Actually, webwork comes into the picture, but in a limited way.
Some questions you should consider are:
- Are you going to require students to take it?
- Are the results binding in any way, or just advisory?
- Who, if anyone, will need to see the scores?
- Do you need scores to interface to some other system?
If it is only advisory and you don't need to keep records, then setting
it up with webwork via guest logins should not be very hard. If you
want to track who has taken it and their scores (probably a good idea),
you can probably hack webwork to handle that too, but it will start to
be a hassle.
For a while, our test was advisory but we wanted to keep records. We
coded the test as a long webwork problem (all multiple choice),
generated lots of versions, and stored them statically (the html page,
the images, and the answer keys). We then wrote other software to
deliver, score, record, and report scores. That duplicates part of what
webwork can do, but for multiple choice tests it is easy to code and it
was worth having it taylored to be exactly how we wanted it. Students
could cheat, but who cheats on a self-advisory placement test? Well,
probably lots of people, but talk about someone cheating themself.

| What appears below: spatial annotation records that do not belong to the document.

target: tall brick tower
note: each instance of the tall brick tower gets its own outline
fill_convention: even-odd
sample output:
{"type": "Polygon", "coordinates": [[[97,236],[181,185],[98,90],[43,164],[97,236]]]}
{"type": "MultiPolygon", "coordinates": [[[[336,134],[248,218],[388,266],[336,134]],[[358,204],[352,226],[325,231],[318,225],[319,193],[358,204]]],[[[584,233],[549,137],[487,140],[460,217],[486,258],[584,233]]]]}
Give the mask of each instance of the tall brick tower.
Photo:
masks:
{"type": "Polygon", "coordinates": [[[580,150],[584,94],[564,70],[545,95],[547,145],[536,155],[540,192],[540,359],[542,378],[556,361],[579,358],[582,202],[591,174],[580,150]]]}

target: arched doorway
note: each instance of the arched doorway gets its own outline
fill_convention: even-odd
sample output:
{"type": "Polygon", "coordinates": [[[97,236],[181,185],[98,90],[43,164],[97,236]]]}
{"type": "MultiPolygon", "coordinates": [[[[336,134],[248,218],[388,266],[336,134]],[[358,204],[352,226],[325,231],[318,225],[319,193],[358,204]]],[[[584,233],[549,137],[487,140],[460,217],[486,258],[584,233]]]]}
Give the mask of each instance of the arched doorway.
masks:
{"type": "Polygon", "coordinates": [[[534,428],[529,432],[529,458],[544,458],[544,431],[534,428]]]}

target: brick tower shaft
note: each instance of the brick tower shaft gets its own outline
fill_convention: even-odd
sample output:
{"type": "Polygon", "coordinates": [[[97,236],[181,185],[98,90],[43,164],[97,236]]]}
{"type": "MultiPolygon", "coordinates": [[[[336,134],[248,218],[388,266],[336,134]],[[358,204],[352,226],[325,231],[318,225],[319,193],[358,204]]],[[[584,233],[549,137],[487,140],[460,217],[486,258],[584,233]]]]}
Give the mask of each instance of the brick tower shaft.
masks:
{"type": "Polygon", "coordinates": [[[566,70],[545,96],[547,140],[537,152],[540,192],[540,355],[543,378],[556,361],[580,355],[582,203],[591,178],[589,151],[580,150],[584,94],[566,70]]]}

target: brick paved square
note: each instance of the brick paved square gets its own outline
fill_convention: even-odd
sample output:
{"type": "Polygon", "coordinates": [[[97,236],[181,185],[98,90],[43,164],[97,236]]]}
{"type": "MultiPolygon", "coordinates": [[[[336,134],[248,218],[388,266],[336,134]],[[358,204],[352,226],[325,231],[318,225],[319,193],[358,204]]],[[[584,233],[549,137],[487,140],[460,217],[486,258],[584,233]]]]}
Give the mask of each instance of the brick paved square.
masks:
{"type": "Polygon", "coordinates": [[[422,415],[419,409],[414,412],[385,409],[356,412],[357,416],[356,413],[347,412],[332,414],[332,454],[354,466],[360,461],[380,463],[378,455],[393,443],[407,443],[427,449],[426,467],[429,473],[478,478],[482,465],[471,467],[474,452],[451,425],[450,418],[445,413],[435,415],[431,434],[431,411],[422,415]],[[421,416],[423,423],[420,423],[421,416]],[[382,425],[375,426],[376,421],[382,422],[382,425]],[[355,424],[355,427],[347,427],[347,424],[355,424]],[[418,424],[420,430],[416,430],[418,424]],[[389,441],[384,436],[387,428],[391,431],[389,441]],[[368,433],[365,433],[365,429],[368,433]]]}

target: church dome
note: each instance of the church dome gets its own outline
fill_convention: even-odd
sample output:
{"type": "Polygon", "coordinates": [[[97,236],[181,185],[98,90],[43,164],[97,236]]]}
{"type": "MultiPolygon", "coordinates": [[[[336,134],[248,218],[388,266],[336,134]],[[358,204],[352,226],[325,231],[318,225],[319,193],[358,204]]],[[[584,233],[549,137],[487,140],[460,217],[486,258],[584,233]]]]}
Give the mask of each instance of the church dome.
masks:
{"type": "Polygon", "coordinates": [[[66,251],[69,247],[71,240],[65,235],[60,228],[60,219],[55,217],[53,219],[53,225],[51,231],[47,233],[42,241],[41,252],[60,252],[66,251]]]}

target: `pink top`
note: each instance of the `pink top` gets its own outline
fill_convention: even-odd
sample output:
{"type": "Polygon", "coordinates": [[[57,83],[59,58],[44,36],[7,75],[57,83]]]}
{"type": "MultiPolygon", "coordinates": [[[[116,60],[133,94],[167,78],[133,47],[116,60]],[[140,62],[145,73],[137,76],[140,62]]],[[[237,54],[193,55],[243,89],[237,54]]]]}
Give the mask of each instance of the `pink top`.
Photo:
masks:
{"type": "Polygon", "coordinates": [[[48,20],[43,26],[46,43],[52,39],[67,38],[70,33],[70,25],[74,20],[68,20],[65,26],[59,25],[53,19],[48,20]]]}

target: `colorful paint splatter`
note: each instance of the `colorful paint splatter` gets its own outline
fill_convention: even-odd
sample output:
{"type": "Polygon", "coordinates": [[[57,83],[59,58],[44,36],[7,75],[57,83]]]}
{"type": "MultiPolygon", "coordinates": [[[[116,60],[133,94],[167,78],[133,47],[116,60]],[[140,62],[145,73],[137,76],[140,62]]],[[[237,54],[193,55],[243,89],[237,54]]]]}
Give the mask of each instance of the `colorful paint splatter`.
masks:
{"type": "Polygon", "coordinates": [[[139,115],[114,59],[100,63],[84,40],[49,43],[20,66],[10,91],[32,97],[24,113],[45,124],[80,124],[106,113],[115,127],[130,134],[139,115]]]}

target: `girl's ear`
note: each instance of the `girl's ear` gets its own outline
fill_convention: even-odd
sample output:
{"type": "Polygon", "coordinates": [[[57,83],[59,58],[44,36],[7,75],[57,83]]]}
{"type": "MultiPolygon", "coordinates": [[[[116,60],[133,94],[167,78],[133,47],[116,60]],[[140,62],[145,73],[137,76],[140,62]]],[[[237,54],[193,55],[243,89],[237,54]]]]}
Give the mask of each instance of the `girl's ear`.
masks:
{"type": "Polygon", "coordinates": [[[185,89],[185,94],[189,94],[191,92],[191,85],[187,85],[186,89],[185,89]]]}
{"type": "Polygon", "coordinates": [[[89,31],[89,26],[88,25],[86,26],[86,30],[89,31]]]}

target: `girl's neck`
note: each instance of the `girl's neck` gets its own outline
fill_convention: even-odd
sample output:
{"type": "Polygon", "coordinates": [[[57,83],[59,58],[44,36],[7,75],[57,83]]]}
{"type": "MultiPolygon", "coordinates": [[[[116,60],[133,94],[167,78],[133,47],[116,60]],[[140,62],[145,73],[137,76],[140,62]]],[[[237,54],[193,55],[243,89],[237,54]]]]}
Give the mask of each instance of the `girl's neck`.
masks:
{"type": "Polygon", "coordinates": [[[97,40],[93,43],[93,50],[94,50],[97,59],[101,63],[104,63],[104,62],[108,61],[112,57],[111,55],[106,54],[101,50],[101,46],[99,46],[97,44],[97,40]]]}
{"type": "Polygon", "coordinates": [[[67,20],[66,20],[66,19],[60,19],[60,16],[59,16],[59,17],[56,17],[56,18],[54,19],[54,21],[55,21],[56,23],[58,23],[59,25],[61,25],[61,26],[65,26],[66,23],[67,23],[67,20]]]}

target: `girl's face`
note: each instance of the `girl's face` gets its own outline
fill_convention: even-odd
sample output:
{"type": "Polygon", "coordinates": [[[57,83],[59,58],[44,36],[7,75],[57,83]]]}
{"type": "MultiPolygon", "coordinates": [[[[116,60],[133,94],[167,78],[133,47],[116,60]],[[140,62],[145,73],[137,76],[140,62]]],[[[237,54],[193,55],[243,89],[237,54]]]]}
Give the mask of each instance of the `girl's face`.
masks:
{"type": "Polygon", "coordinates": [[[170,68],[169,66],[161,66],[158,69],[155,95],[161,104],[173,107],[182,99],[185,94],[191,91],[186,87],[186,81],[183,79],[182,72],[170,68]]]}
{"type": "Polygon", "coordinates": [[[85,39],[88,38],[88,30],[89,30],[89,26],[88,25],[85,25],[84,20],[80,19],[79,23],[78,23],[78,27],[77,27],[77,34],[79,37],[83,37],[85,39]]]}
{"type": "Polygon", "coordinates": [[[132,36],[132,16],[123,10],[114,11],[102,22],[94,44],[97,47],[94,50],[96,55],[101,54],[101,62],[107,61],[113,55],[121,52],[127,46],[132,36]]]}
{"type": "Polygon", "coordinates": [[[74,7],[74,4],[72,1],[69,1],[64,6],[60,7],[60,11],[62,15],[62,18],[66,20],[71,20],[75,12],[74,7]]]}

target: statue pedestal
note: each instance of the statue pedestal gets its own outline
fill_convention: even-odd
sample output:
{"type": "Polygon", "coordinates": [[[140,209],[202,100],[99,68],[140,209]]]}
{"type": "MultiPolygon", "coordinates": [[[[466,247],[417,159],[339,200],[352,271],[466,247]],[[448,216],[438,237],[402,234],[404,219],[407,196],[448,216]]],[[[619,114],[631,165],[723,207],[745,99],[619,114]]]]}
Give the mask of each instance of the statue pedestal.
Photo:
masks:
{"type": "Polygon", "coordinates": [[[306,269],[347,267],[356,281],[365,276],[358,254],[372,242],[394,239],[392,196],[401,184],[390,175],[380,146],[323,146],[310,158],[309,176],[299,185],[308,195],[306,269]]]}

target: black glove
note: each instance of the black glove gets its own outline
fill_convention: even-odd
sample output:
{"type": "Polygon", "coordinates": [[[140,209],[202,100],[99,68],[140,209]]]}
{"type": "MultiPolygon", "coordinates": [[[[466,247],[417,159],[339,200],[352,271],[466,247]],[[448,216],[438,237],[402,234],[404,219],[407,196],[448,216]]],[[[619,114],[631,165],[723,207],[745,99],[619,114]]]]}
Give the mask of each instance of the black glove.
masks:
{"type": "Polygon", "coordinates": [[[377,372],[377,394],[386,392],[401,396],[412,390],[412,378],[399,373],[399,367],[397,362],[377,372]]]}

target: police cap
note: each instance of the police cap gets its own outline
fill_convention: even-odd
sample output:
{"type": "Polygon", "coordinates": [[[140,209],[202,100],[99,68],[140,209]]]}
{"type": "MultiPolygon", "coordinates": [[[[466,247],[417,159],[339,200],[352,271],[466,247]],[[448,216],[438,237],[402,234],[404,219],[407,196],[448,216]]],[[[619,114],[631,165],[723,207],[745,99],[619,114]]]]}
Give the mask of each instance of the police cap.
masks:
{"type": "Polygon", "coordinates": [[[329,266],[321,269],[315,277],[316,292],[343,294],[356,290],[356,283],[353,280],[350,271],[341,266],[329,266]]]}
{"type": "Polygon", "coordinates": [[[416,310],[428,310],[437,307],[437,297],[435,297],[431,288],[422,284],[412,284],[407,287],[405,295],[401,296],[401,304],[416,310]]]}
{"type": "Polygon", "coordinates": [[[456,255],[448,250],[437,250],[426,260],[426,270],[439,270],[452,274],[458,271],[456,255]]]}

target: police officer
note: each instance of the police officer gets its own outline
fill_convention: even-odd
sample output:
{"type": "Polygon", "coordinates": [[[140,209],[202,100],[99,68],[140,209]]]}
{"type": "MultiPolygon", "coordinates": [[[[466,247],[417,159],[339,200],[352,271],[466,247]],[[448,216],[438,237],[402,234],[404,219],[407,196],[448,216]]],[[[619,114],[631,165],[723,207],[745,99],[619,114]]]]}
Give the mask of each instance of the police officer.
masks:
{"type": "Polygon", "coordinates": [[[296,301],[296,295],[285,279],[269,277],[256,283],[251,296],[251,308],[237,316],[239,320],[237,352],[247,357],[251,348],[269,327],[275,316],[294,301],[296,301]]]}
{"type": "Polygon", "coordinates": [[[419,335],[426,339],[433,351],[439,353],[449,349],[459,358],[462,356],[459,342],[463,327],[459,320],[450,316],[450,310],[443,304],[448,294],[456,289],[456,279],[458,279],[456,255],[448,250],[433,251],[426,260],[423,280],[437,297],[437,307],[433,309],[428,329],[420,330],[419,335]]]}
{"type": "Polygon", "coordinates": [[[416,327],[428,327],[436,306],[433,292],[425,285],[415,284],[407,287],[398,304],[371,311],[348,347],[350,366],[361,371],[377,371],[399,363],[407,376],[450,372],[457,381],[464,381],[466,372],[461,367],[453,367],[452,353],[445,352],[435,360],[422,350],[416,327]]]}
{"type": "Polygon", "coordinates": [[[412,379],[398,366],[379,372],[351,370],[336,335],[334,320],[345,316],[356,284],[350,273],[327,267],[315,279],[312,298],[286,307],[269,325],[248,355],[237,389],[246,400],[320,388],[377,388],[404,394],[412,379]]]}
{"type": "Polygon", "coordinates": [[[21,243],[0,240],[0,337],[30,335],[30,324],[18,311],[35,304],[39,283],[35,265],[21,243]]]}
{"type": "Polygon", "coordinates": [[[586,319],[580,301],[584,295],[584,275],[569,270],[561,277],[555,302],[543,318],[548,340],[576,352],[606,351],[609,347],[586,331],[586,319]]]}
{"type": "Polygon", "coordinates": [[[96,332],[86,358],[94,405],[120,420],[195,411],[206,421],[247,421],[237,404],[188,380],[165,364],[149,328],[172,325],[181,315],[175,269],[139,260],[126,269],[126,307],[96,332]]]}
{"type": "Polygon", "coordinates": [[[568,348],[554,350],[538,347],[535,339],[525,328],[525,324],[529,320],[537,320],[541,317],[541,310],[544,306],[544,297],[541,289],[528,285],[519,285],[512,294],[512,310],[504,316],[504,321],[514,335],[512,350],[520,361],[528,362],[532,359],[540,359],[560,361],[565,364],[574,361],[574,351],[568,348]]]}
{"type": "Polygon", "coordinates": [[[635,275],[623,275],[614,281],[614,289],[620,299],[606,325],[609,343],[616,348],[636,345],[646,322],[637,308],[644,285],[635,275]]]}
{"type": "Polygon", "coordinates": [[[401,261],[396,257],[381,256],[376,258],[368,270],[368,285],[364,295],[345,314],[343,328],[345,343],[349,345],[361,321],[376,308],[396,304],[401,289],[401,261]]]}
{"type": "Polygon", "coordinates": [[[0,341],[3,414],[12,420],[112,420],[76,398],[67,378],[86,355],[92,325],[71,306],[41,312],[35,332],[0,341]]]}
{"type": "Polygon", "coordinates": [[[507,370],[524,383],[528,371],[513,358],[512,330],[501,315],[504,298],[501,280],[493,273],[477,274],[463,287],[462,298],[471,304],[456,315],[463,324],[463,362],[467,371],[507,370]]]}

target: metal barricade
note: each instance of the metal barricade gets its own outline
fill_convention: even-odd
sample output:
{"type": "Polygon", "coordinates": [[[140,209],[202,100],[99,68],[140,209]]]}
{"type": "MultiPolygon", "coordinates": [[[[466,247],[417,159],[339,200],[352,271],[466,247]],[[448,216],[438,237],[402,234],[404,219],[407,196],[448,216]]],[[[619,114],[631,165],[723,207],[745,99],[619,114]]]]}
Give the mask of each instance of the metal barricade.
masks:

The test turned out to be a good predictor of failure in our biggest
course, so taking it was made mandatory. I think at the moment,
students don't have to acheive a passing score to enroll in a
particular course, but we require that they have some score. This again
cuts down on the incentive to cheat. It puts the department in the
position of trying to be helpful in placing students rather than trying
to obstruct their getting into classes they need.
Students could answer randomly, but the hope was that most students
would actually do the placement test and heed our warnings if they did
poorly. The scores are uploaded to a university system so that academic
advisors across campus can see them (and they have access to department
recommendations on what scores should be good enough for each course).